Iraq Intelligence Commission

From Wikipedia, the free encyclopedia

President Bush holds a press briefing at the White House on Friday, Feb. 6, 2004, announcing the formation of the commission. He is flanked by commission co-chairs Senator Charles Robb (left) and Judge Laurence Silberman (right).
President Bush holds a press briefing at the White House on Friday, Feb. 6, 2004, announcing the formation of the commission. He is flanked by commission co-chairs Senator Charles Robb (left) and Judge Laurence Silberman (right).

The Commission on the Intelligence Capabilities of the United States Regarding Weapons of Mass Destruction was a panel created by Executive Order 13328 signed by U.S. President George W. Bush in February of 2004. The impetus for the Commission lay with a public controversy occasioned by statements, including those of Chief of the Iraq Survey Group, David Kay, that the Intelligence Community had grossly erred in judging that Iraq had been developing WMD before the March 2003 start of Operation Iraqi Freedom. President Bush therefore formed the Commission, but gave it a broad mandate not only to look into any errors behind the Iraq intelligence, but also to look into intelligence on WMD programs in Afghanistan and Libya, as well as to examine the capabilities of the Intelligence Community to address the problem of WMD proliferation and "related threats." The Commission, following intense study of the Intelligence Community, delivered its report to the President on March 31, 2005[1] .

Contents

[edit] Findings

Regarding Iraq, the Commission concluded that the Intelligence Community was "dead wrong" in almost all of its pre-war judgments about Iraq's weapons of mass destruction and that this constituted a major intelligence failure. The Commission's report described in great detail the systemic analytical, collection, and dissemination flaws that led to the Community's erroneous assessments about Iraq's alleged WMD programs. Chief among these flaws were failures by certain agencies to gather all relevant information and analyze fully information on purported centrifuge tubes, insufficient vetting of key sources, particularly the source "Curveball," and somewhat overheated presentation of data to policymakers.

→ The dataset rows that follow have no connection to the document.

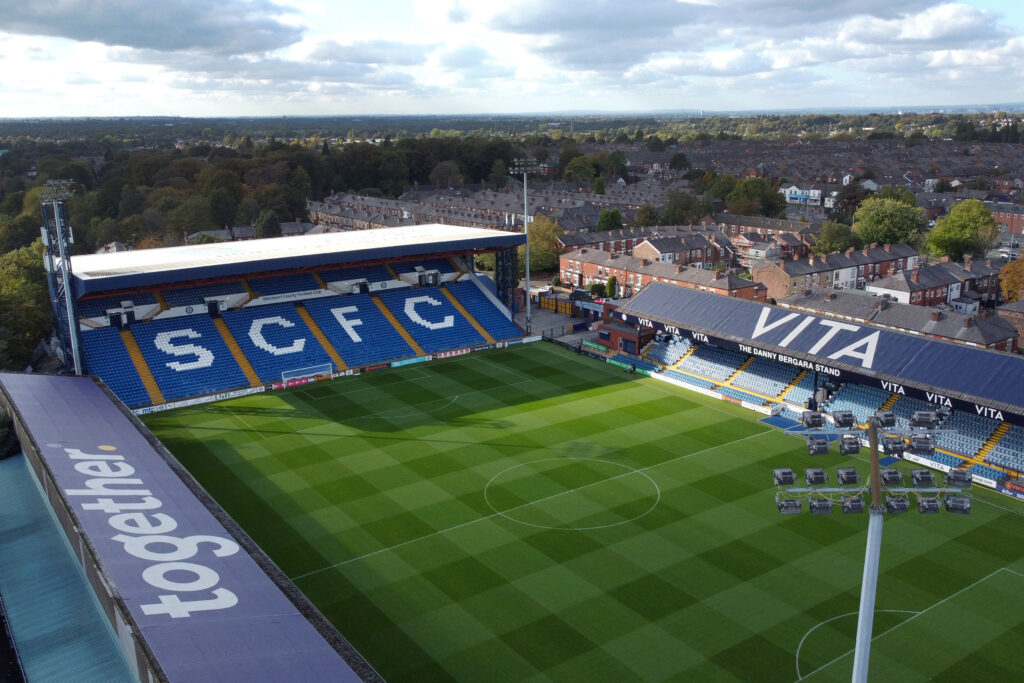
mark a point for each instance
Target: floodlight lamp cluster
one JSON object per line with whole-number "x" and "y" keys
{"x": 849, "y": 492}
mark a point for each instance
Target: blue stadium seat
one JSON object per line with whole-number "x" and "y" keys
{"x": 367, "y": 337}
{"x": 196, "y": 296}
{"x": 483, "y": 310}
{"x": 296, "y": 282}
{"x": 440, "y": 264}
{"x": 713, "y": 363}
{"x": 107, "y": 357}
{"x": 670, "y": 351}
{"x": 372, "y": 273}
{"x": 97, "y": 307}
{"x": 274, "y": 338}
{"x": 430, "y": 317}
{"x": 187, "y": 356}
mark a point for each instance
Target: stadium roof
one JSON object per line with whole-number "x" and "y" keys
{"x": 147, "y": 267}
{"x": 938, "y": 370}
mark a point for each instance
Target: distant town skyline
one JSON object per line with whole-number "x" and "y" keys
{"x": 260, "y": 57}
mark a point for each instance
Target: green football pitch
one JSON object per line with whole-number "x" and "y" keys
{"x": 527, "y": 514}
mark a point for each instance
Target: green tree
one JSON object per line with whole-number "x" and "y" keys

The 601-page document detailed many U.S. intelligence failures and identified intelligence breakdowns in dozens of cases. Some of the conclusions reached by the report were:

  • the report notes in several places that the commission's mandate did not allow it "to investigate how policy makers used the intelligence they received from the Intelligence Community on Iraq's weapons programs,"[2]
  • One of the main and crucial intelligence sources for the case for regime change in Iraq was an informant named Curveball.[1] Curveball had never been interviewed by American intelligence until after the war and was instead handled exclusively by the German Intelligence Agencies. An October 2002 National Intelligence Estimate that concluded Iraq "has" biological weapons was "based almost exclusively on information obtained" from Curveball, according to the report.[1]
  • Information about aluminum tubes to be used as centrifuges in a nuclear weapons program were found by the commission to be used for conventional rockets.
  • The Niger Yellowcake scandal was due to American intelligence believing "transparently forged documents" purporting to show a contract between the countries. There were "flaws in the letterhead, forged signatures, misspelled words, incorrect titles for individuals and government entities," the report said.[1]
  • While there were many reports that Curveball was actually the cousin of one of Ahmed Chalabi's Iraqi National Congress (INC) top aides. Bush's investigative report while discovering that at least two INC defectors were fabricators, but said it was "unable to uncover any evidence that the INC or any other organization was directing Curveball."[1]
  • It did not find even a single case of improper pressure on intelligence analysts to change or "cook" intelligence in order to support political positions. [3]

[edit] Recommendations

The report also looked forward, recommending a large number of organizational and structural reforms. Of 74 recommendations to the President, he fully accepted 69 in a public statement released on June 29, 2005.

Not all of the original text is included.